Unsupervised domain adaptation (UDA) is the problem of adapting a model trained on data from one domain (source) to another domain (target) without access to the true labels in the latter. Traditionally, UDA methods assume having access to either the source domain data or the details of the source domain model when performing the adaptation. In this paper, the authors study a different setting of UDA, where only the predictions from the source domain model on the target domain data are available. Specifically, they study multi-class classification, where only the predicted (top-K) labels and the corresponding probabilities are available. They use knowledge distillation to deal with the lack of the source domain model itself by encouraging the target domain (student) model to align with a teacher model averaged over the source domain model, whose predicted labels are smoothed based on the provided probabilities, and the past student models.
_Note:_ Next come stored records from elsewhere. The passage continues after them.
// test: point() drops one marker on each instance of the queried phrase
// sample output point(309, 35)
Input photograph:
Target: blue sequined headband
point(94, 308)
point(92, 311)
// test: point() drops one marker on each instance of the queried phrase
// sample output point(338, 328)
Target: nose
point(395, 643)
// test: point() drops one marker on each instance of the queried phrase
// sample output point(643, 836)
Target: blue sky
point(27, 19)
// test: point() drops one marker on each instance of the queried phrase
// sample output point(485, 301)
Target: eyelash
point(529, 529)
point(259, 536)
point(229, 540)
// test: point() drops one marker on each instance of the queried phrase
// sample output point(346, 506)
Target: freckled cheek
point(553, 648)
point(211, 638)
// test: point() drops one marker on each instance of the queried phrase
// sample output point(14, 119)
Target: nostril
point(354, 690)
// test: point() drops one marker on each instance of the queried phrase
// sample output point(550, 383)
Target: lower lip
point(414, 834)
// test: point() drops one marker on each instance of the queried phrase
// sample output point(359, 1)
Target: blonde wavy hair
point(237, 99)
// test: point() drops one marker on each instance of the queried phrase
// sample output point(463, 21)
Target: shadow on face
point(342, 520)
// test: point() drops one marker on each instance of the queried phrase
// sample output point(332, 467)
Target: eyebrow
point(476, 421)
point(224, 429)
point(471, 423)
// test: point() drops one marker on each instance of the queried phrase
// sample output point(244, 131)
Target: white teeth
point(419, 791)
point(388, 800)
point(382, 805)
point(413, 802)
Furthermore, they introduce two regularization terms in the loss for training the student model to encourage interpolation consistency and prediction diversity. Finally, they fine-tune the distilled model on the target domain data only to further improve the performance. When compared against not only black-box UDA baselines but also previous methods that need source domain data or model details in the experiments, their method achieves very good overall performance.


Knowledge distillation


Knowledge distillation: A good teacher is patient and consistent

Lucas Beyer, Xiaohua Zhai, Amélie Royer, Larisa Markeeva, Rohan Anil, Alexander Kolesnikov

by Xenon Team | Taivanbat Badamdorj

Why do we recommend? 
In knowledge distillation, we emulate a teacher model with a student model. This is mainly done to reduce the size of the model while maintaining accuracy, but recent work has shown that we can even improve the performance of a model with the same architecture using the same technique. Thus, it’s a simple, effective, and general technique to improve a model’s performance. This paper doesn’t propose a new method for knowledge distillation, but instead identifies fundamental design choices that affect the efficacy of the final distilled model. They find that using the same heavily augmented input to the teacher and student and training for much longer than prior works produces superior results. They use cropped images with mix-up as their data augmentation, and train for thousands of epochs (rather than hundreds). While their student model might underperform the baseline in the early stages of training, it continues to improve and shows no signs of overfitting. While each design choice in this paper is trivial, together they lead to models that perform much better than the baseline models.


Contrastive learning


Contrastive Learning for Unsupervised Video Highlight Detection

Taivanbat Badamdorj, Mrigank Rochan, Yang Wang, Li Cheng

 by: Xenon Team | Taivanbat Badamdorj

Why do we recommend?
In our work, we aim to find the most interesting moments in videos. While most works require labeled data denoting which parts of each video are interesting, we learn to pick highlight moments without any labels. We do this by training a model to pick the most discriminative parts of videos that help differentiate it from other videos. We then show that these moments are often highlight moments and achieve state-of-the-art results.